The Europeana SPARQL endpoint#

Europeana is an initiative of the European Union aimed at enhancing the digital access to the collections of more than 3000 cultural heritage institutions acress Europe. Over the past few years, more than 50 million objects have been accumulated from these institutions. On the platform, users can find detailed information about a wide variety of cultural heritage artefacts, including paintings, books, music, and videos and audio files. The metadata that have been collected can also be searched using SPARQL on Europeana’s SPARQL endpoint, available at http://sparql.europeana.eu/.

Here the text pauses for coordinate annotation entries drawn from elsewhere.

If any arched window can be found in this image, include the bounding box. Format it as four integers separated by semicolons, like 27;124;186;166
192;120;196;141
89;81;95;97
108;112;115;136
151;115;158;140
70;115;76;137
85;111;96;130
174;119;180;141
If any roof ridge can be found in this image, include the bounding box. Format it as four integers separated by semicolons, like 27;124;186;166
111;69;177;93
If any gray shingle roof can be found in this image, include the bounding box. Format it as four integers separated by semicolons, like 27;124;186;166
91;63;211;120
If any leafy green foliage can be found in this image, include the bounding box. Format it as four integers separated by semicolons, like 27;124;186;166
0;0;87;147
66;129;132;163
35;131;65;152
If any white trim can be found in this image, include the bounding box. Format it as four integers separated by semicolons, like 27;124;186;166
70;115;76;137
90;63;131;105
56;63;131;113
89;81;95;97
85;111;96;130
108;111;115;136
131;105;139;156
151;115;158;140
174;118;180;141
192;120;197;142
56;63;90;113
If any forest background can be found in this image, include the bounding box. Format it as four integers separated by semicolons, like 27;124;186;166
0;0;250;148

The cell below defines the SPARQL endpoint and creates a function to run queries against this endpoint.

from SPARQLWrapper import SPARQLWrapper, JSON
from IPython.core.display import display, HTML
import pandas as pd
import re

import ssl

try:
    _create_unverified_https_context = ssl._create_unverified_context
except AttributeError:
    pass
else:
    ssl._create_default_https_context = _create_unverified_https_context

endpoint = 'http://sparql.europeana.eu/'
sparql = SPARQLWrapper(endpoint)

def run_query(sparql_query):
    sparql.setQuery(sparql_query)
    sparql.setReturnFormat(JSON)
    data = sparql.query().convert()
    df = pd.json_normalize(data['results']['bindings'])  
    return df
    
def print_results(df):
    for i,row in df.iterrows():
        for column in df.columns:
            if re.search('value$' , column):
                print( f'{column} => {row[column].strip()}' )
        print('-------')

Before you start to work with the Europeana data, it is useful to familiarise yourself with the Europeana data model.

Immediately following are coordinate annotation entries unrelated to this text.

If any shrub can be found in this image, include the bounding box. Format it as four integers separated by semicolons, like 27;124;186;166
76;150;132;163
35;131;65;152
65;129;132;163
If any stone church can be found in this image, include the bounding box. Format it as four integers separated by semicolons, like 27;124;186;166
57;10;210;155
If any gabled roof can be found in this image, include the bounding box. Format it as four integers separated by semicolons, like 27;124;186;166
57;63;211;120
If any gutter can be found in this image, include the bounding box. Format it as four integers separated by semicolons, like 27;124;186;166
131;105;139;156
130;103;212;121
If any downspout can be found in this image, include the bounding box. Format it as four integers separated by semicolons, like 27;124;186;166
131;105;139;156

The model can be visualised as follows:

A central resource in the datamodel is edm:providedCHO.

This edm:providedCHO is part of two ore:Aggregations. There is a local ore:Aggregation, next to an edm:EuropeanaAggregation. Europeana makes a distinction between the metadata that are supplied by the local data provider on the one hand, and the metadata that has been added by Europeana on the other.

The term ‘Aggregation’ is taken from the Object Reuse and Exchange vocabulary, which was developed to describe compound digital objects.

Both aggregations contain ore:Proxy resources. These ore:Proxy resources contain most of the descriptive metadata about the heritage objects. The ‘local’ Proxy (i.e. the ore:Proxy resource connected to ore:Aggregation) contains most of the metadata that have been supplied by the contributing instution. The ore:Proxy resource connected to the edm:EuropeanaAggregation contains some additional metadata.

More detailed information about the Europeana Data Model can be found in the Primer.

The explanation of this model may have seemed slightly complicated, but, to work with the Europeana data, you mainly need to know the predicates that are available for these various resources.

The ore:Proxy in the ore:Aggregation is described using the following properties:

  • dc:title

  • dc:creator

  • dc:relation

  • dc:type

  • dcterms:created

  • dcterms:extent

  • dc:publisher

  • dc:identifier

  • dc:created

  • dc:source

  • edm:type

  • dc:coverage

  • dc:description

  • dc:format

  • dc:language

  • dc:subject

  • dcterms:isPartOf

  • dcterms:spatial

You can use these predicates to search metadata harvested from the local data provider.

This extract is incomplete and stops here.